Another hot and sunny weekend and so to another museum. Whilst we’re living in Brooklyn it makes sense to see as many of the local attractions as we can, so we decided to visit the New York Transit Museum to learn all about the subway system.
The museum is housed in a disused subway station which was built in the 1930s, and remains connected to the live tracks. The visit begins on what would have been the concourse level, with a walk through exhibits describing how the subways were built. These are illustrated with lots of historic photos and a selection of old tools too.
Having learned a bit about how the tunnels were (and still are) built you then have the option of descending to track level to look at examples of historic subway cars, or looking around the rest of the museum – a temporary exhibition space and a large gallery devoted to the history of New York’s buses.
Quite by chance we had arrived in time to catch most of a(n excellent) free guided tour, so were taken downstairs to learn all sorts of genuinely fascinating facts about the subway system, illustrated by the carriages on display. The first one we saw was actually used on one of the elevated railways which predated the subway system, although the design was copied quite closely for the underground trains. It was interesting to note that the carriage designs have changed very little since the earliest days, although refinements have been made in terms of materials, and thankfully air circulation is no longer achieved by means of fans suspended from the ceilings.
Route maps appeared in carriages almost from the start, as did in-carriage advertising and signs detailing rule and regulations and encouraging courtesy to fellow passengers:
Those familiar with the NY subway map will be aware that instead of names the various lines just have either letters or numbers. Originally the lettered and numbered lines belonged to different companies, which set up in competition for business. Although all the lines are operated by the MTA today, it is still the case that the number trains are narrower than the letter ones (which we hadn’t noticed until it was pointed out). Both companies used the same track gauge as each other (and as standard above-ground rolling stock), but the company which ran the number trains decided that in order to make sure standard trains couldn’t compete on their lines they would make their trains and tunnels smaller. The letter train company retaliated by using their larger trains as a selling point of their own.

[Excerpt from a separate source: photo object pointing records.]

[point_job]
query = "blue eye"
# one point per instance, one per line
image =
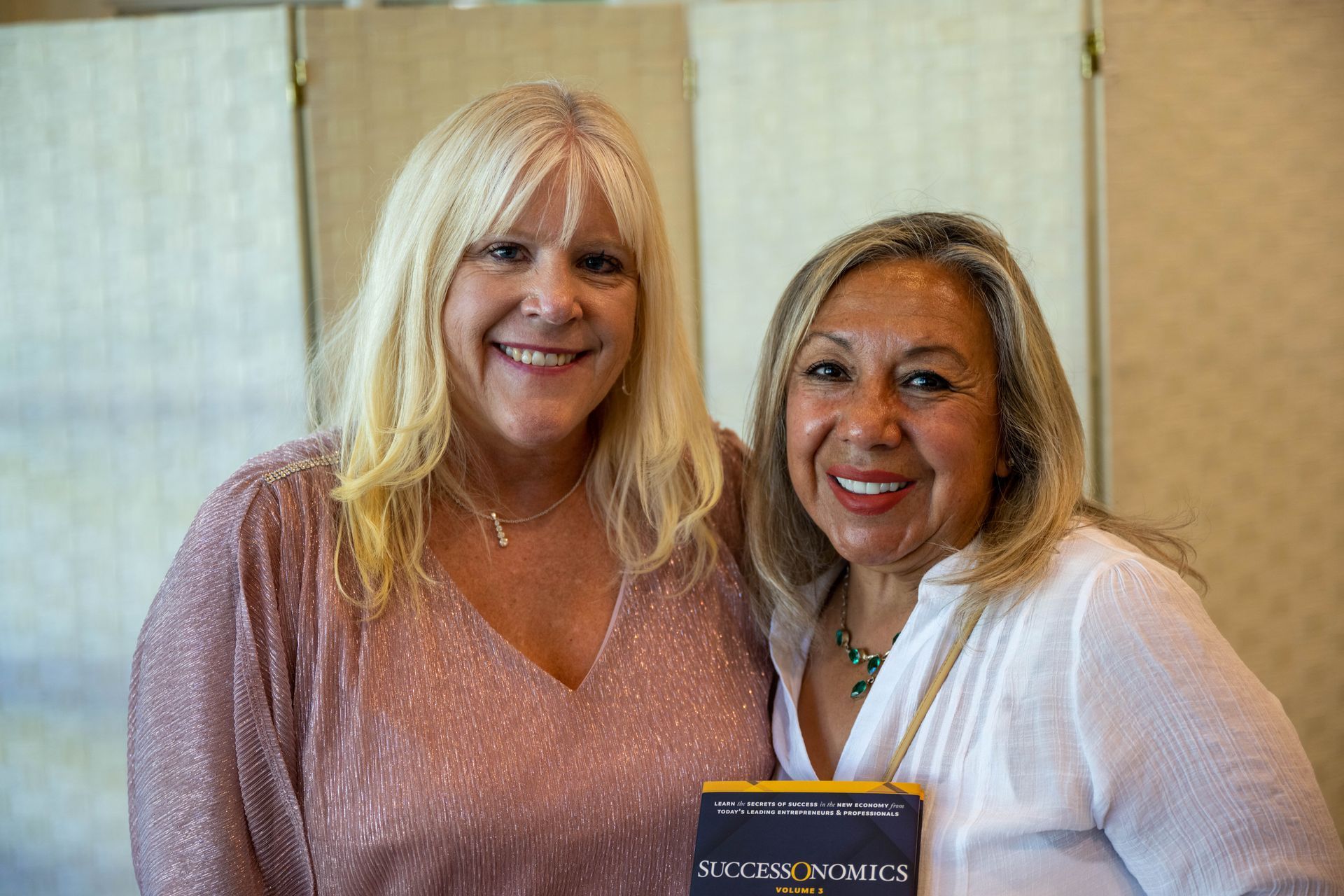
(504, 251)
(601, 264)
(926, 382)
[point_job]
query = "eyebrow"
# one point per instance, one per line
(917, 351)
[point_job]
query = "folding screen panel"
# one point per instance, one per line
(152, 339)
(813, 117)
(1225, 172)
(381, 80)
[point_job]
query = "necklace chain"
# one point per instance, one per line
(495, 517)
(858, 654)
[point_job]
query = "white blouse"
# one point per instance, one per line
(1097, 738)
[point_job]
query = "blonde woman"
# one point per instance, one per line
(488, 636)
(917, 492)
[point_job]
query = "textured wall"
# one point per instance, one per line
(813, 117)
(381, 80)
(152, 339)
(1225, 175)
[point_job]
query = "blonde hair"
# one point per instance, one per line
(1040, 430)
(381, 375)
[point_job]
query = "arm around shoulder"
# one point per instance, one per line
(1199, 780)
(211, 773)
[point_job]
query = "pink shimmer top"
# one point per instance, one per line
(277, 745)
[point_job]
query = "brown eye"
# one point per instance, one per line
(825, 371)
(926, 382)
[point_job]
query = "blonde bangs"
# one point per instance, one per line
(381, 375)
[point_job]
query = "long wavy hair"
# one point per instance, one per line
(1040, 429)
(381, 377)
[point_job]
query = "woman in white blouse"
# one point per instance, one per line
(917, 486)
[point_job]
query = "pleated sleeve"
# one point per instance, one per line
(1199, 780)
(213, 774)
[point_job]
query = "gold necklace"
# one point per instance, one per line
(495, 517)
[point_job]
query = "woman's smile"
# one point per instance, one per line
(897, 372)
(867, 492)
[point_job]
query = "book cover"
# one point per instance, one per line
(838, 837)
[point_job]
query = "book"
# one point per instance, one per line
(836, 837)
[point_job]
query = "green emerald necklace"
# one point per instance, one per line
(858, 654)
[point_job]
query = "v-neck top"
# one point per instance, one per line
(1097, 736)
(279, 745)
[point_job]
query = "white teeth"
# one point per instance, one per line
(538, 359)
(870, 488)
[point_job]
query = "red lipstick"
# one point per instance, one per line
(866, 504)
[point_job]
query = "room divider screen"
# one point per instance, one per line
(813, 117)
(152, 339)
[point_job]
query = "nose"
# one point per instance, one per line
(873, 418)
(554, 289)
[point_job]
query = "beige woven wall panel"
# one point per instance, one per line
(813, 117)
(1225, 175)
(152, 339)
(382, 78)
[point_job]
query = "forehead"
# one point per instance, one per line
(565, 206)
(906, 301)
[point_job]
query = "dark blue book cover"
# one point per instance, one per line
(838, 837)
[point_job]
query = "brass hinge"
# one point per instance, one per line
(689, 80)
(1094, 48)
(298, 86)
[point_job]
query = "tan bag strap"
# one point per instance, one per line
(930, 692)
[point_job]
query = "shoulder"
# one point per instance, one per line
(302, 468)
(244, 514)
(314, 451)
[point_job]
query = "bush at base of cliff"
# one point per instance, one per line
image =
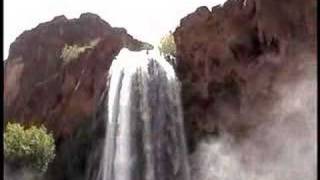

Tom was enchanted by the old signal board, which is still live, and we spent some time watching lights flashing as trains passed along the tracks it monitors. We then had fun playing with some of the interactive exhibits in the gallery upstairs, before taking a brief look at the buses and admiring the row of turnstiles through the ages on our way out.
All in all this was a most enjoyable way to spend a couple of hours. If you’re ever able to visit I’d recommend it, but do try to catch one of the guided tours – there are lots of display boards explaining everything but our guide really brought it all to life. For the armchair traveller, the museum’s Wikipedia page is hugely informative about the museum and its collection, and also records many of the technical details I failed to take in!